I have heard people backpedal, saying that the lockdown was not mandatory. If you needed to get in your car and go to a doctor or get Dunkies, you could have. And there are Bostonians who realize how over the top and ridiculous the lockdown was.
After the World Trade Center was destroyed, anyone trying to enter lower Manhattan south of 14th Street (and later Canal Street) had to show their papers to prove they lived in the restricted area. The WTC was a smoldering mass grave that smelled like chlorine and mercury. Over 2,900 had been killed. Our nation was virtually at war. Boston was locked down over two violent stoners from Cambridge. Need I say more?
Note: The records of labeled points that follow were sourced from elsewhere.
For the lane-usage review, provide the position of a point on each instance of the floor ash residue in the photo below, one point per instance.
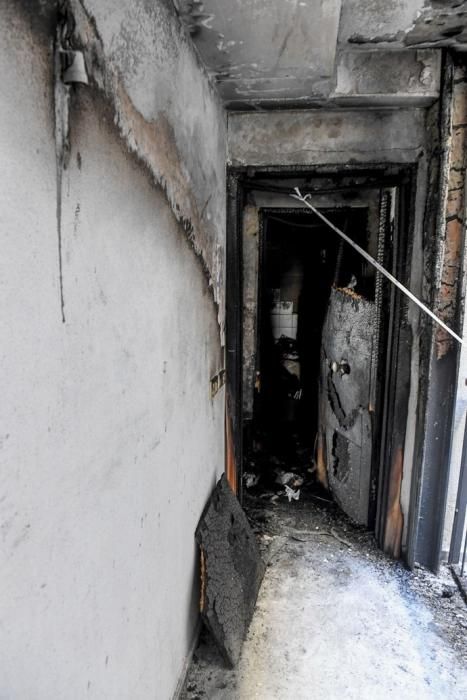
(336, 619)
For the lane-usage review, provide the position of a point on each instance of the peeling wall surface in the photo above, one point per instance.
(110, 440)
(308, 137)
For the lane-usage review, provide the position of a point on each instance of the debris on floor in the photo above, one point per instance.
(336, 618)
(231, 570)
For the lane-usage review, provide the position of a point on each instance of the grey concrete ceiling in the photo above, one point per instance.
(266, 53)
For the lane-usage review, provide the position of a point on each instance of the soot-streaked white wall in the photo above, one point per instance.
(110, 441)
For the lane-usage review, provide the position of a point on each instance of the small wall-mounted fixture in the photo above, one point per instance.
(74, 68)
(217, 382)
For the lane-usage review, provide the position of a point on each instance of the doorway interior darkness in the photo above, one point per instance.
(301, 265)
(299, 370)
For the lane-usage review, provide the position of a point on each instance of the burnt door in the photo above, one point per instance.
(349, 403)
(346, 400)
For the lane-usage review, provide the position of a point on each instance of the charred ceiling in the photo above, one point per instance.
(269, 53)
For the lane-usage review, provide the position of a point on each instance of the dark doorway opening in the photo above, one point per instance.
(385, 195)
(302, 262)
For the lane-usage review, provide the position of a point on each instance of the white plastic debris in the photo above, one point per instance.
(250, 479)
(291, 494)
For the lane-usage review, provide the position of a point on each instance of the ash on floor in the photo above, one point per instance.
(336, 618)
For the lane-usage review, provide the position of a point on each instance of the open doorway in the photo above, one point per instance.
(318, 324)
(339, 421)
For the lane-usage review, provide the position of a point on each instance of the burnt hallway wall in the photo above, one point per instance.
(110, 440)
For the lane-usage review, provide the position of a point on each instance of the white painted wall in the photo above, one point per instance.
(110, 442)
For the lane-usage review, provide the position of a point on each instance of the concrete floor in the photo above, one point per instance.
(336, 621)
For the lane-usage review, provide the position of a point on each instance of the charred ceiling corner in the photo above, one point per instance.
(440, 23)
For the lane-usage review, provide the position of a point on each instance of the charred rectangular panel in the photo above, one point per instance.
(231, 570)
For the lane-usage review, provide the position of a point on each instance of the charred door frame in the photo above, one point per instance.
(242, 179)
(382, 350)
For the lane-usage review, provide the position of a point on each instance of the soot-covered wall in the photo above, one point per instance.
(111, 442)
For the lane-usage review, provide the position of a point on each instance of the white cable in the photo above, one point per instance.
(375, 263)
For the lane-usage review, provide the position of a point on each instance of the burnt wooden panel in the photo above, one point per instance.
(345, 397)
(231, 570)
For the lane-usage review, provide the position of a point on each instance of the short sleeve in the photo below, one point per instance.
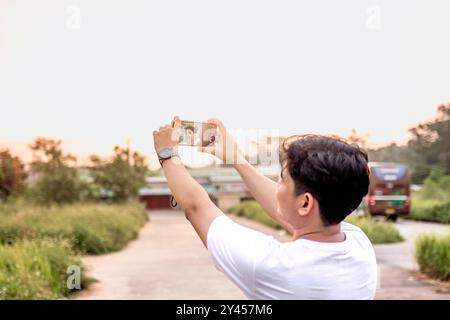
(234, 250)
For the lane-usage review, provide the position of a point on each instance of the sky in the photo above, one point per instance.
(96, 73)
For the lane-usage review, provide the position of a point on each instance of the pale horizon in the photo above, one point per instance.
(96, 73)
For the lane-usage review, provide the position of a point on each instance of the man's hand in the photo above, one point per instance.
(167, 136)
(226, 147)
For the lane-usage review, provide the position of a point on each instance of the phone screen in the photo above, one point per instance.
(197, 134)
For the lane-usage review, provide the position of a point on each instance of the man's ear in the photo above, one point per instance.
(305, 204)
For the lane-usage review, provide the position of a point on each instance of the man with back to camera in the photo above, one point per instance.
(322, 180)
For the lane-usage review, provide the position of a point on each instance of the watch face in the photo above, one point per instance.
(165, 153)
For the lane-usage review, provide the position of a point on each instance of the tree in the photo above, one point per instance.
(430, 142)
(57, 178)
(121, 176)
(11, 175)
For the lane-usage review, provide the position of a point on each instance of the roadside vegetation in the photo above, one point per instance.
(432, 202)
(56, 211)
(433, 255)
Apparently so.
What exactly was Boston doing? Did they want this to be bigger and more traumatic than it actually was? Did some really think that two gunpowder bombs on Boylston Street amounted to a massive attack from a foreign entity; that someone in the world had declared war on their town? Simply put, did Boston want a 9/11 to call its own? Did it want a terrorist event to define their existence for the next few years? Did they look at New York and think, "We like the way New York lost its shit after 9/11, and went all pro-military and pounded its chest and pretty much acted like an asshole for five years. We want to do the same!"
I think Boston flirted with the idea. But I am happy to report that it didn't stick. There will certainly be a memorial of some kind (one that won't charge admission at least). Boston has two memorials for great fires that took many lives - the Coconut Grove nightclub fire in 1942, and the Hotel Vendome fire in 1971. I expect something similar to be installed on Boylston Street in the months and years ahead.
Returning to Boylston Street the first weekend of May, 2014, I walked past the first bomb location, and past the video cameras at Lord & Tailor's that captured the bombers. I went into Starbucks next to my favorite Boston restaurant, Atlantic Fish Company, and saw a simple chalk board congratulating this years field of runners from around the world. I didn't see "Boston Strong" anywhere. Not one sign. Not one ribbon. Not one T-shirt. There was nothing to indicate that I was at the site of our nations last deadly bombing.
If that holds, maybe I forgive Boston a little. But not entirely. I knew when I graduated from university in 1995, that I would never live there. I am a New Yorker for the time being. I am still drifting away from Boston, despite it's slow admission that it behaved badly. Every so slowly, I turn my eyes to a wonderful little city where the living is good, the art is plentiful, and the cops really enjoy shooting mentally ill and/or homeless people. Bye bye, Boston. Hello, Albuquerque.
How did I react to the bombings? I might have overreacted, myself. I was losing touch with the Red Sox for years, but I severed all ties in 2013, and fully embraced the New York Mets as my pro baseball team. I made a point to travel to Boston less. I even made an effort to stop buying Gillette products. I went a little bonkers, even though I would argue I never went as bonkers as Boston did.
The title of this post comes from my partner, who was able to clearly tell me how to back off and let Boston have its moment. But I still wanted to publish this post, so I could explain myself and see how it holds up as the years pass.